Despite the abject failures of local and state officials to prepare for the worst, abide by their own evacuation plans, maintain an effective police force, and crack down on looters, Sen. Clinton's commission would only examine the "adequacy of federal response efforts."
Translation: Bash Bush.
Look, there's no question the feds fell down on the job. The president himself said he was "not satisfied" with the response. If the White House's purportedly brilliant strategists had any sense, they would advise Bush to fire Federal Emergency Management Agency head Michael Brown in a heartbeat.
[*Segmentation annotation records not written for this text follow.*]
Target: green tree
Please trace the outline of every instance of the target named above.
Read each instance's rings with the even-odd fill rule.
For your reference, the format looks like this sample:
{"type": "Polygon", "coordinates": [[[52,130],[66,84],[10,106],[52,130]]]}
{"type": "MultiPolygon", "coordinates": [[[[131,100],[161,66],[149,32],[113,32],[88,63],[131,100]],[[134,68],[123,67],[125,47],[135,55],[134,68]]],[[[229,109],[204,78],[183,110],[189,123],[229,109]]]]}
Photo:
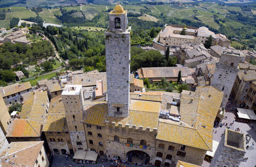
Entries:
{"type": "Polygon", "coordinates": [[[11,106],[9,108],[9,113],[11,113],[14,111],[17,111],[18,112],[20,112],[21,111],[21,107],[22,105],[21,104],[19,104],[18,103],[13,103],[11,106]]]}
{"type": "Polygon", "coordinates": [[[180,32],[180,35],[183,35],[183,36],[186,35],[186,29],[185,28],[183,28],[182,29],[182,30],[180,32]]]}
{"type": "Polygon", "coordinates": [[[179,71],[179,74],[178,74],[177,82],[178,82],[178,84],[181,83],[181,70],[180,70],[179,71]]]}
{"type": "Polygon", "coordinates": [[[45,62],[42,64],[42,66],[44,68],[44,71],[51,71],[53,69],[53,65],[49,61],[46,61],[45,62]]]}
{"type": "Polygon", "coordinates": [[[205,48],[207,49],[210,49],[211,46],[212,46],[212,35],[210,35],[210,37],[208,37],[208,39],[205,41],[205,43],[204,44],[204,46],[205,48]]]}
{"type": "Polygon", "coordinates": [[[165,60],[167,62],[169,60],[169,55],[170,55],[170,47],[167,47],[166,51],[165,51],[165,60]]]}
{"type": "Polygon", "coordinates": [[[179,92],[180,93],[182,91],[182,90],[189,90],[189,88],[186,84],[182,84],[179,86],[179,92]]]}

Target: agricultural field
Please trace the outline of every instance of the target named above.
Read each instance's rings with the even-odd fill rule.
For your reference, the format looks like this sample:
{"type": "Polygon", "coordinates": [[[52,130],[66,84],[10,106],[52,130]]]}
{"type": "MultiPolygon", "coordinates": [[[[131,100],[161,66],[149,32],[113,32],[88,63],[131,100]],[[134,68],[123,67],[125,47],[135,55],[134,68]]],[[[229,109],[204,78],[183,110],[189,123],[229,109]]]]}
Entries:
{"type": "Polygon", "coordinates": [[[106,29],[93,27],[71,27],[71,29],[76,30],[88,30],[89,31],[105,31],[106,29]]]}
{"type": "Polygon", "coordinates": [[[39,13],[39,15],[46,23],[61,24],[60,21],[51,12],[50,10],[39,13]]]}
{"type": "Polygon", "coordinates": [[[30,10],[26,10],[23,11],[13,12],[7,13],[6,15],[7,18],[17,18],[20,19],[27,19],[30,17],[34,18],[36,16],[36,13],[30,10]]]}
{"type": "Polygon", "coordinates": [[[10,24],[10,21],[8,20],[0,20],[0,27],[3,27],[7,28],[8,27],[9,27],[10,24]]]}

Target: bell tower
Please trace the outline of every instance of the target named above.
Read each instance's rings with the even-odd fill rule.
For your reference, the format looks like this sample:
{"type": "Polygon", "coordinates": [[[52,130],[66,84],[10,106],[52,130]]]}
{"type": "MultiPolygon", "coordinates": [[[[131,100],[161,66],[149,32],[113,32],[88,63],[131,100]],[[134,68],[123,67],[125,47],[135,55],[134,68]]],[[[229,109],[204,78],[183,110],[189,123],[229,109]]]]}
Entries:
{"type": "Polygon", "coordinates": [[[127,116],[130,104],[130,31],[127,11],[118,4],[105,32],[108,115],[127,116]]]}

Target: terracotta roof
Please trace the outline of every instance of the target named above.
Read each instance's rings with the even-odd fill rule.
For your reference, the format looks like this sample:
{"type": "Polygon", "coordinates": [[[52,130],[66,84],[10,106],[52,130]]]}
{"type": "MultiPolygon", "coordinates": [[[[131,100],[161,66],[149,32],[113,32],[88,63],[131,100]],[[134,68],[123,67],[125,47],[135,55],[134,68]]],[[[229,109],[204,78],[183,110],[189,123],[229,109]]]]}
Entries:
{"type": "Polygon", "coordinates": [[[66,121],[65,113],[47,114],[45,115],[44,118],[43,131],[64,131],[64,127],[66,121]]]}
{"type": "Polygon", "coordinates": [[[188,162],[185,162],[181,161],[178,161],[176,167],[201,167],[197,165],[193,164],[188,162]]]}
{"type": "Polygon", "coordinates": [[[12,95],[14,93],[31,89],[31,87],[29,82],[24,82],[22,84],[16,83],[5,86],[3,88],[3,91],[1,91],[2,96],[3,97],[12,95]]]}
{"type": "Polygon", "coordinates": [[[178,78],[181,71],[181,77],[188,77],[194,73],[193,69],[187,67],[153,67],[142,68],[138,70],[140,78],[178,78]]]}
{"type": "Polygon", "coordinates": [[[60,84],[56,80],[48,81],[46,82],[46,85],[50,92],[54,92],[62,90],[60,84]]]}
{"type": "Polygon", "coordinates": [[[41,135],[42,124],[25,119],[14,119],[6,135],[10,137],[37,137],[41,135]]]}
{"type": "Polygon", "coordinates": [[[8,148],[2,154],[0,165],[5,167],[34,166],[43,144],[43,141],[11,143],[8,148]]]}
{"type": "Polygon", "coordinates": [[[65,109],[61,95],[53,97],[51,99],[48,113],[64,113],[65,109]]]}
Brown is the most cretinous of political cronies, a college roommate of a former FEMA official with no prior experience in disaster management before he was hired in 2001 -- unless you count managing his own checkered job history.
All that aside, a Katrina Commission modeled after the 9/11 Commission is a recipe for more disaster and dissembling.
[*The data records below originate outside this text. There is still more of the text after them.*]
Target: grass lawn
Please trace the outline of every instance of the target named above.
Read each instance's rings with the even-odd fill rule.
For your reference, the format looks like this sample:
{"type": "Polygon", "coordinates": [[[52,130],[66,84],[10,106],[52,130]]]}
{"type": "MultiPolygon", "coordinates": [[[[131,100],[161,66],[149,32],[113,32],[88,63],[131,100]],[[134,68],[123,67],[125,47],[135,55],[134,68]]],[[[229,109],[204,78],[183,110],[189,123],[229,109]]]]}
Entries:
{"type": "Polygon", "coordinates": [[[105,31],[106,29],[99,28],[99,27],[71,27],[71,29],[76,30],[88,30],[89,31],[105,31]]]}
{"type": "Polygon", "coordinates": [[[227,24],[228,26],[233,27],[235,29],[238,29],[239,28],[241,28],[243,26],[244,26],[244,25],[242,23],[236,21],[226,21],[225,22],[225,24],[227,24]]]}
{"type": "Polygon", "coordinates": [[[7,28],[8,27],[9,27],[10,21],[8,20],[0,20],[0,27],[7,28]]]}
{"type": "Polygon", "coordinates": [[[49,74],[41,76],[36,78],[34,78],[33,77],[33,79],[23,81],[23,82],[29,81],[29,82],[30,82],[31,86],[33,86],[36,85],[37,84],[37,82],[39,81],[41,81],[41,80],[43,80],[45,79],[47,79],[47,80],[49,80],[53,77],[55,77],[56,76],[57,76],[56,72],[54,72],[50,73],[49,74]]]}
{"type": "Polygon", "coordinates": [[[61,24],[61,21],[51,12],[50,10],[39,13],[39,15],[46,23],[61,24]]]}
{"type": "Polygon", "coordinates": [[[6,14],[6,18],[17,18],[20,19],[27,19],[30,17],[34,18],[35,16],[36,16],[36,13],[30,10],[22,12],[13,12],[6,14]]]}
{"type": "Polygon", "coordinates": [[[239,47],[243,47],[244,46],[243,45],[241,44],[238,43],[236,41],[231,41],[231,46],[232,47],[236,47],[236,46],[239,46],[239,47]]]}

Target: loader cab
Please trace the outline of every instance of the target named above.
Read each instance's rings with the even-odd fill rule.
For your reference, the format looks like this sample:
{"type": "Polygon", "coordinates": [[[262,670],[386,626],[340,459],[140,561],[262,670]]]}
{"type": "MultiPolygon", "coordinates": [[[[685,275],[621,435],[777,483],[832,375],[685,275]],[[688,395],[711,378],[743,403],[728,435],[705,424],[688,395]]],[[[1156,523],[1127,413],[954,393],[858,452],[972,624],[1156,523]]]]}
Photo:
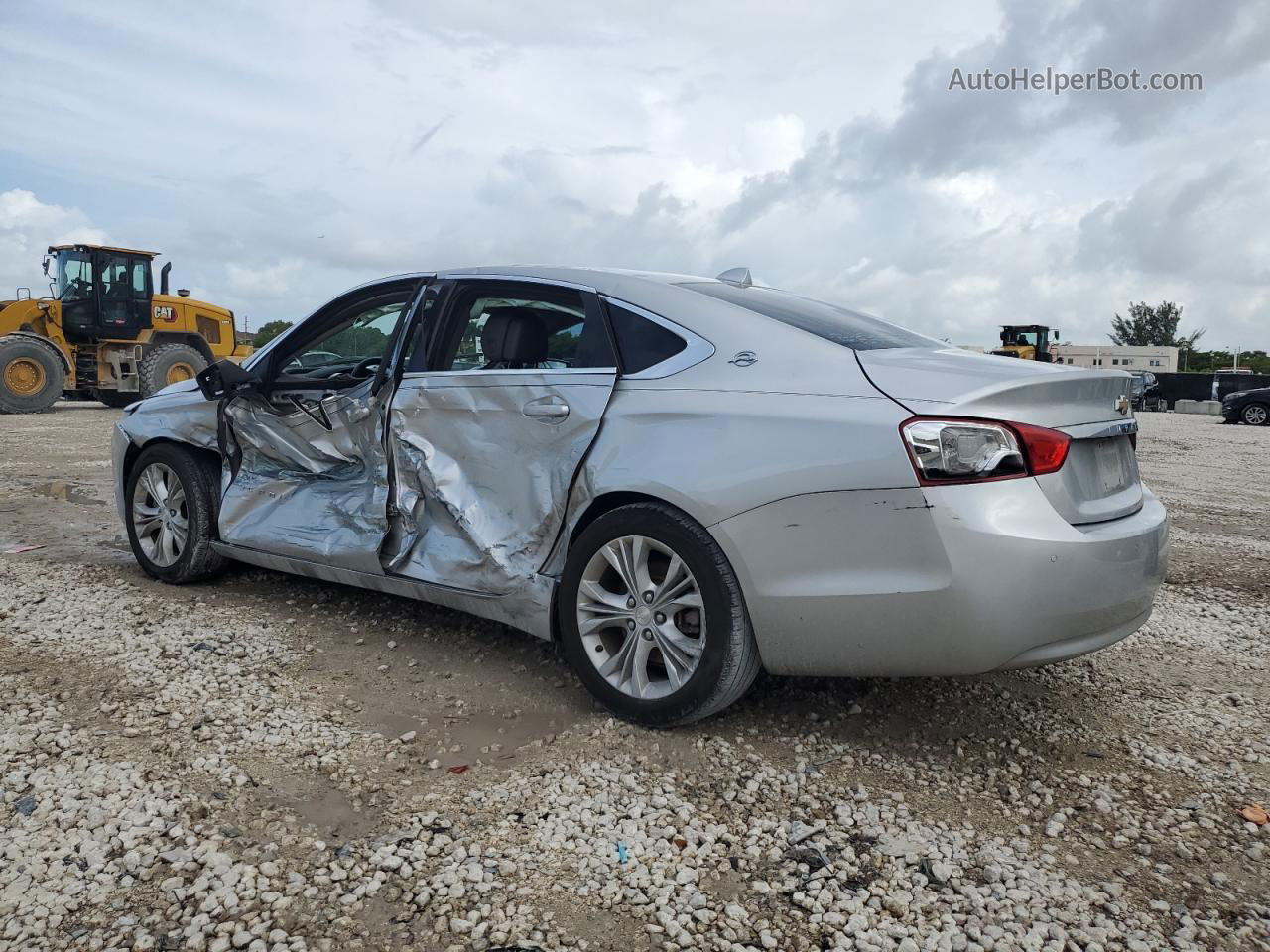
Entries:
{"type": "MultiPolygon", "coordinates": [[[[1054,359],[1049,349],[1050,331],[1043,324],[1012,324],[1001,329],[1001,348],[992,353],[998,357],[1019,357],[1024,360],[1054,359]]],[[[1058,340],[1058,331],[1054,331],[1058,340]]]]}
{"type": "Polygon", "coordinates": [[[67,340],[133,340],[147,330],[154,298],[150,263],[156,254],[99,245],[50,248],[44,267],[61,302],[67,340]]]}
Do we really need another group of staunch Democrats and milquetoast Republicans appointed to furrow their brows and pull their chins and stab their fingers in the air on cue for weeks on end while they find 50 different ways to tell us "We are not prepared"?
Have you forgotten the spectacle of 9/11 Commissioner Bob Kerrey hectoring witnesses, whining about his time being "eaten up," and yukking it up on Jon Stewart's "Daily Show" as he served on the federal panel investigating the deadliest enemy attack on American soil?
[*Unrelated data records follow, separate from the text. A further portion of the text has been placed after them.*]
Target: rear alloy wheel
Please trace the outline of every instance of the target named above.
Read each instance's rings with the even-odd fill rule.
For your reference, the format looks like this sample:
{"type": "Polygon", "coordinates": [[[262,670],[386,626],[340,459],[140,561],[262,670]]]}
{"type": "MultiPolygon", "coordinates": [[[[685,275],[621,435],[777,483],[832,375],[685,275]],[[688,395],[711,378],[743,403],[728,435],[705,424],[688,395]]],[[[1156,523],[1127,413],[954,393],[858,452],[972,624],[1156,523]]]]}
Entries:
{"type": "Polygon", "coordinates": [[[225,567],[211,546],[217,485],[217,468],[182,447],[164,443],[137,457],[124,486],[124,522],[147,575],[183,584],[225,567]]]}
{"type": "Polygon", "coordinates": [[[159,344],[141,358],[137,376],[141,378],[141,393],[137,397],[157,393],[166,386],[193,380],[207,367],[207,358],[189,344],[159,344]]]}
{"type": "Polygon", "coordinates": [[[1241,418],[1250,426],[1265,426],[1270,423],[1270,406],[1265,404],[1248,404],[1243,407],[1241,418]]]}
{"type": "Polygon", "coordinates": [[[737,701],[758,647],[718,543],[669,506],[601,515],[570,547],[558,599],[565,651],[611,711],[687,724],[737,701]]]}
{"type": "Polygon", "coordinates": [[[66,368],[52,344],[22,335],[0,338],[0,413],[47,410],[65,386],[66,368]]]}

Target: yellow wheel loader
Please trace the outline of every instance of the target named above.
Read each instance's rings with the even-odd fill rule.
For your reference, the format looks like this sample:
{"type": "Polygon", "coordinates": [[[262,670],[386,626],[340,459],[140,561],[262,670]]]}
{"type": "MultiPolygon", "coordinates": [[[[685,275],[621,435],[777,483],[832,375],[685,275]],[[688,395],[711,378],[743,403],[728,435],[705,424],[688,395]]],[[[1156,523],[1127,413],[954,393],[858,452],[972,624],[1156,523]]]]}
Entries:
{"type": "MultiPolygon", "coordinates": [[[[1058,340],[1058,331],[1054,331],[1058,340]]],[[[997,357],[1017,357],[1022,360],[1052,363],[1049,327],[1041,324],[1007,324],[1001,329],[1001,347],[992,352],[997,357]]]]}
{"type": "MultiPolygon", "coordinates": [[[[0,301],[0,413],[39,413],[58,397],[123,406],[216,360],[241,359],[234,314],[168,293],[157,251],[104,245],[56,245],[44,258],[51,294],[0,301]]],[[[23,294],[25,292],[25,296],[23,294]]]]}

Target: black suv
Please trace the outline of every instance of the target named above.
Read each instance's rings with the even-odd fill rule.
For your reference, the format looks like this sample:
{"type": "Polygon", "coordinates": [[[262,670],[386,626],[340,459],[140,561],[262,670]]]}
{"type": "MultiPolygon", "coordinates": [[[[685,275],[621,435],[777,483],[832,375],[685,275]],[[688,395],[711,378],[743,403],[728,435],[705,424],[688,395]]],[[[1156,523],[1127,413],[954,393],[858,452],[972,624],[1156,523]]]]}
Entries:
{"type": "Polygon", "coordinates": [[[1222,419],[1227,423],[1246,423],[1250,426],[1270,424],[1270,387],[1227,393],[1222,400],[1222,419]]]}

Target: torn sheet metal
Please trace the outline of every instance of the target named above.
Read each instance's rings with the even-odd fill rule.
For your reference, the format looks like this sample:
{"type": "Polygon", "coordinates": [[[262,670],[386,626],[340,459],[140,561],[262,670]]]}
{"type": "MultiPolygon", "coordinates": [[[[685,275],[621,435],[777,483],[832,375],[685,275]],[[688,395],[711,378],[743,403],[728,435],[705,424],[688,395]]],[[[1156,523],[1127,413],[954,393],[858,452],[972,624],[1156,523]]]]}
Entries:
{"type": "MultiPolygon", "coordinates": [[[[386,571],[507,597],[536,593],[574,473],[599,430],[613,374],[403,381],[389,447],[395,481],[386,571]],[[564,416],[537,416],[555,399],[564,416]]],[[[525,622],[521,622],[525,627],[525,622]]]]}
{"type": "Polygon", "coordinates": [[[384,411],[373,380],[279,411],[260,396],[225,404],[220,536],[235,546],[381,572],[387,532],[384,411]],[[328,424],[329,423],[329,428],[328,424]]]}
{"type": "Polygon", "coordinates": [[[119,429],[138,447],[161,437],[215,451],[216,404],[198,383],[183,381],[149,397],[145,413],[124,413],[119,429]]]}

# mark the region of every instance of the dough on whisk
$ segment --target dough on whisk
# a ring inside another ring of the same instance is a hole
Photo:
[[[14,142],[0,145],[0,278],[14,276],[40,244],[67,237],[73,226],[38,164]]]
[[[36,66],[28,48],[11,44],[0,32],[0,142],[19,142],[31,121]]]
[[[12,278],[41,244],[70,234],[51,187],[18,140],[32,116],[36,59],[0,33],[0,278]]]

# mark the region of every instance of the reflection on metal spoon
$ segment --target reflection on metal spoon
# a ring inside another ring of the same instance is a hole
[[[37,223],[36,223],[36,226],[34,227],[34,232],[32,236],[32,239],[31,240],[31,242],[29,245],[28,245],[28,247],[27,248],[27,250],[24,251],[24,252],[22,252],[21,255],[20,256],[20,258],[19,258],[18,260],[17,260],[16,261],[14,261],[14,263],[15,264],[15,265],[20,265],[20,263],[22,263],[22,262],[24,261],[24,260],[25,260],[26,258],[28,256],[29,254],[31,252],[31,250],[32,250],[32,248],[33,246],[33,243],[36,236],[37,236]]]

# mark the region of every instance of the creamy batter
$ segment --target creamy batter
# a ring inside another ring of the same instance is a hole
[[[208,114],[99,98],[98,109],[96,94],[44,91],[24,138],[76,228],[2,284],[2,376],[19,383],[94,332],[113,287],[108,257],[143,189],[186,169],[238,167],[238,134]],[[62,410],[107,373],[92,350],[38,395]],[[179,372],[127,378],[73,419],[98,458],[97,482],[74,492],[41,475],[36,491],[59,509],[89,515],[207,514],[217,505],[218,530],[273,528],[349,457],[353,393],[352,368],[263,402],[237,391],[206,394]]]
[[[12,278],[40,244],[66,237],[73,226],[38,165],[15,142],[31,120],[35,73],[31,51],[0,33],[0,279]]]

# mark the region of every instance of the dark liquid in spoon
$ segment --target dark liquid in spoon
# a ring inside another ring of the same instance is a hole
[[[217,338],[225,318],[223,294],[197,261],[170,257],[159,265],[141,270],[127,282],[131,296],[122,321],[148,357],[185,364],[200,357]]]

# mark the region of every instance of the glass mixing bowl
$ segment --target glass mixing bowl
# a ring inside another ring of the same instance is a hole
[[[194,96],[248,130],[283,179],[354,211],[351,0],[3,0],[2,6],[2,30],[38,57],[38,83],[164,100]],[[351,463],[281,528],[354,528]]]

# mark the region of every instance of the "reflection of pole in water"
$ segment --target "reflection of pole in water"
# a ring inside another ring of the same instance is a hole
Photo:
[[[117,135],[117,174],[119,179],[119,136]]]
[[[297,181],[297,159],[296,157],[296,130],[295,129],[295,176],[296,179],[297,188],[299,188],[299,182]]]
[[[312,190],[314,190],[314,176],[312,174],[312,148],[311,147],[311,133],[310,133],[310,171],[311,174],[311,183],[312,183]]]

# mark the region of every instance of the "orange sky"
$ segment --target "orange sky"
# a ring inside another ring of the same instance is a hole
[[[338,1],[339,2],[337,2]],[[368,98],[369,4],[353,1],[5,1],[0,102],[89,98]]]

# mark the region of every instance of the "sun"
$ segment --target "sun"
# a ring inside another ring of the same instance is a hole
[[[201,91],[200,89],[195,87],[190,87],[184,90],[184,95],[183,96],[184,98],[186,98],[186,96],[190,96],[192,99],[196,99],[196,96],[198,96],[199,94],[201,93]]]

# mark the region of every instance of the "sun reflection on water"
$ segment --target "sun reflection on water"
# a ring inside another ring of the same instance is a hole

Or the stunning arrogance of 9/11 Commission chair Tom Kean, who carped that "people ought to stay out of our business" when challenged on Gorelick's clear conflicts of interest in investigating the barriers to communication between law enforcement and intelligence agencies?
As military leaders now spearhead bureaucratically delayed recovery efforts and private citizens and corporations lead the way on massive charitable relief campaigns, the last thing this country needs is another grand-standing panel of blowhards to soak up public resources to restate the obvious. There isn't a single Katrina victim who will benefit from hindsight hound dogs publishing thousand-page tomes with cherry-picked evidence that distorts the true narrative of what happened and why.
That is the wasteful, shameful legacy of the 9/11 Commission, which is undoubtedly relieved that Katrina has diverted attention away from the Able Danger fiasco on the eve of the fourth 9/11 anniversary. The panel failed to include any information in its report about the army intelligence unit that had identified al Qaeda cells -- including several 9/11 hijackers -- one year before the attacks. Five eyewitnesses deemed credible by the Pentagon have now vouched for the information, which the FBI never saw because of bureaucratic roadblocks enforced under the Clinton administration.
If it don't fit, you must omit. That seems to have been the unwritten mandate of the 9/11 Commission, and it's the mandate that the Democrats' top presidential contender in 2008 wants her Katrina Commission to follow.
President Bush gave in once to commission-ary zeal. He shouldn't make the same mistake twice. Let agency inspector generals, private, non-partisan researchers, the press and citizen journalists do the post-mortems.
Leave the leather chair-warmers and their PR agents out of it.